Crude’s Slippery Slope
Geoffrey A Smith
Oil and gas are two commodities that we use every day. How much we use can fluctuate from week to week, and we can end up spending more one week because the prices have increased. So what causes the price to increase and fall from week to week? Supply and demand for one thing, but there are geopolitical influences as well. Geopolitical events are hard to trade because there is no schedule to them. On the other hand, supply and demand we can trade because we get a report each week on the inventories of these commodities. At 09:30am CT each Wednesday, the EIA (Energy Information Administration) releases a petroleum status report that gives the US inventories on crude oil, unleaded gasoline, kerosene, and propane. They also release a natural gas report each Thursday at 9:30am CT for the natural gas inventories. These reports allow us to see the supply and demand in the US.
Many have been asking why oil prices have declined during a time when they have a tendency to rise. Logic tells us that the summer months are vacation months and there is a higher demand on oil because of gasoline consumption.
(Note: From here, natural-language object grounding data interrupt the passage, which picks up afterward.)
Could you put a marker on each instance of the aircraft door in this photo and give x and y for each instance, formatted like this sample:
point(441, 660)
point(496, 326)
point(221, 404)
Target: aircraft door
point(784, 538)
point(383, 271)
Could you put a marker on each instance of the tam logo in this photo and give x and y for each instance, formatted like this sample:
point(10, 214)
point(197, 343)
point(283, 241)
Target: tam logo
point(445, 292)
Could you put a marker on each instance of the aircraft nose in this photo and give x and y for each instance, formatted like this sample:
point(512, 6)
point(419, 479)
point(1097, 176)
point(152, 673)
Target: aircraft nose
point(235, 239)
But the price of gasoline and crude oil have declined since the middle of June during the meat of the summer. This is even contrary to the inventories reported by the EIA in the chart below. Notice that inventories have declined almost every week this year (note: SPR is the Strategic Petroleum Reserve).
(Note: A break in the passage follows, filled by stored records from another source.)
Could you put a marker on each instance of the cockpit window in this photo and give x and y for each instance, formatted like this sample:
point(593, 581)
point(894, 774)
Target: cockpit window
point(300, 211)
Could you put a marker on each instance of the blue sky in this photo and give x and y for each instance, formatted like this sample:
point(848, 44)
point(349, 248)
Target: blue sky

At the beginning of this year, the Keystone Pipeline was completed between Cushing, OK, and the Texas Gulf Coast. Cushing was basically an island in the center of the US. There are only 2-lane roads in and out of there, so it took a lot of semi’s to move the oil. Now they can pipe it out. But since we still take inventories at Cushing, we have seen a decline in inventories. What is not shown is the increase at the refineries on the Gulf Coast. Since oil can be shipped out much quicker, it has to be going somewhere, and that is not showing in the inventories.
The second reason oil prices are declining comes from the “world economy”. Europe, Japan, and China are beginning to show some economic weakness. The US is still stagnant, but the first quarter of this year was down (GDP showed a -2.1% contraction). This is the demand side of the equation. Demand has dropped. Supply is healthy. Put the 2 together and you have negative/weak prices. Look at the EIA chart below on US crude oil production. Notice the large increase over the past 2-3 years. According to Reuters, July 2014 had the highest oil production in the US in 27 years.
One last chart. Below is a weekly chart of crude oil. The simple moving averages are a 3 period, 21 period, and 65 period average. Notice that the 3 period average is below both the 21 and 65 week averages. Based off the current chart, crude is weak as long as it stays below the 100.50 per barrel area. There is big support around the 91.25-92.00 area, and if that is broken, 85 dollar crude might be in the books.
High production, missing inventories, and slower world demand adds up to a slippery slope of crude. Good luck trading!